No one can know what these words signify unless he knows that by Peter is signified faith from charity, and also faith without charity. Faith from charity in the church, when it commences, and faith without charity when the church declines; thus that Peter, when he was young, signifies the faith of the church in its commencement, and when he was old, the faith of the church at its end; and that by girding himself and walking is signified to learn truths and live according to them. It is evident therefore that by these words, "When thou wast young thou girdedst thyself and walkedst whither thou wouldest," is signified that the church in its beginning would be instructed in truths which are from good, and thereby be led of the Lord; and that by these words, "When thou art old, thou shalt stretch forth thine hands, and another shall gird thee, and lead thee whither thou wouldest not," is signified that the church at its end would not know truths, but falsities which pertain to faith without charity, and be led thereby. To gird himself signifies to be instructed in truths, the same as being clothed; for garments signify truths, clothing good, as may be seen above (n. 195, 395, 637). And to walk signifies to live according to them, as may also be seen above (n. 97). Hence to gird himself and walk whither he would, signifies to exercise free circumspection, and to see truths, and do them. But to stretch forth the hands, signifies not to be in that freedom; for the hands signify the power of truth from the understanding and perception thereof; and to stretch forth the hands, signifies not to have that power, nor thence the liberty of thinking and seeing truth. Another shall gird thee, and lead thee whither thou wouldest not, signifies to acknowledge for truth what another dictates, and not to see for himself, as is the case at this day with the religion of faith alone. Hence, then, this faith also is meant by Peter. Therefore it is said, that Peter turning about saw the disciple whom Jesus loved, following, and said of him, "But what shall this man do?" Also that Jesus said to Peter, "What is that to thee?" By the disciple following Jesus, is signified goods of life, which are good works; that these should not perish to the end of life, is signified by the words following.

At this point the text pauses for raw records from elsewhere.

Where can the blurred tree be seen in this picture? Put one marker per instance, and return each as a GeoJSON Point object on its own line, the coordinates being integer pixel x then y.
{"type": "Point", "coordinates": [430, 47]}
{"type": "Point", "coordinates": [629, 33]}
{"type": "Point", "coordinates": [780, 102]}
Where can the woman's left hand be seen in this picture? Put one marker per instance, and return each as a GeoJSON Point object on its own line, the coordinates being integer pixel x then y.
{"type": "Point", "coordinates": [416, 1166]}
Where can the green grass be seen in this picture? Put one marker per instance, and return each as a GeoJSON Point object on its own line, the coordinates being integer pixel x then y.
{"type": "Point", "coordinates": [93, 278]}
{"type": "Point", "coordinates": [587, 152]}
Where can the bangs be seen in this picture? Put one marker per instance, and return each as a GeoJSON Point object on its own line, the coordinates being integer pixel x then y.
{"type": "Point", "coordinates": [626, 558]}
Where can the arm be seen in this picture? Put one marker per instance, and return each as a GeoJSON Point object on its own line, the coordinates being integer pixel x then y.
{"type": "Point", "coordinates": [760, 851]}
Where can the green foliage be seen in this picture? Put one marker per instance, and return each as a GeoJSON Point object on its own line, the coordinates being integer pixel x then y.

 From these things it is evident, that by Peter is also signified faith separate from charity, as also when,
"He denied the Lord thrice" (Matthew 26:69-75; Mark 14:29-31, 54, 66-72; Luke 22:33, 34, 50, 51, 55-62; John 13:36-38; 18:16-18, 25-27).

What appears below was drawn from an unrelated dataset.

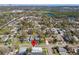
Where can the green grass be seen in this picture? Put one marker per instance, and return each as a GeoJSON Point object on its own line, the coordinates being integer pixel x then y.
{"type": "Point", "coordinates": [3, 31]}
{"type": "Point", "coordinates": [45, 51]}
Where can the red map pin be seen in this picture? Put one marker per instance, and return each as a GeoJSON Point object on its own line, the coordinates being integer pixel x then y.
{"type": "Point", "coordinates": [34, 42]}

"When the Lord turning away from Peter, said to him, Get thee behind me, Satan. Thou art an offence unto me; for thou savourest not the things which are of God, but those that be of men" (Matthew 16:21-23).

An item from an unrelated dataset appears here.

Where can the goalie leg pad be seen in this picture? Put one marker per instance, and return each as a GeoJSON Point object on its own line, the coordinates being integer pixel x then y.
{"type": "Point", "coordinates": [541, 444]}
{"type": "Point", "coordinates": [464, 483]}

And when the Lord said to him,
"Simon, Simon, lo, Satan hath desired to have you, that he might sift you as wheat" (Luke 22:31).
All these things have been adduced that it may be known, that by Peter, in the representative sense, in the Evangelists, is signified truth from good, which is from the Lord; also faith from charity; and, in the opposite sense, truth separate from good, which in itself is falsity; also faith separate from charity, which in itself is not faith.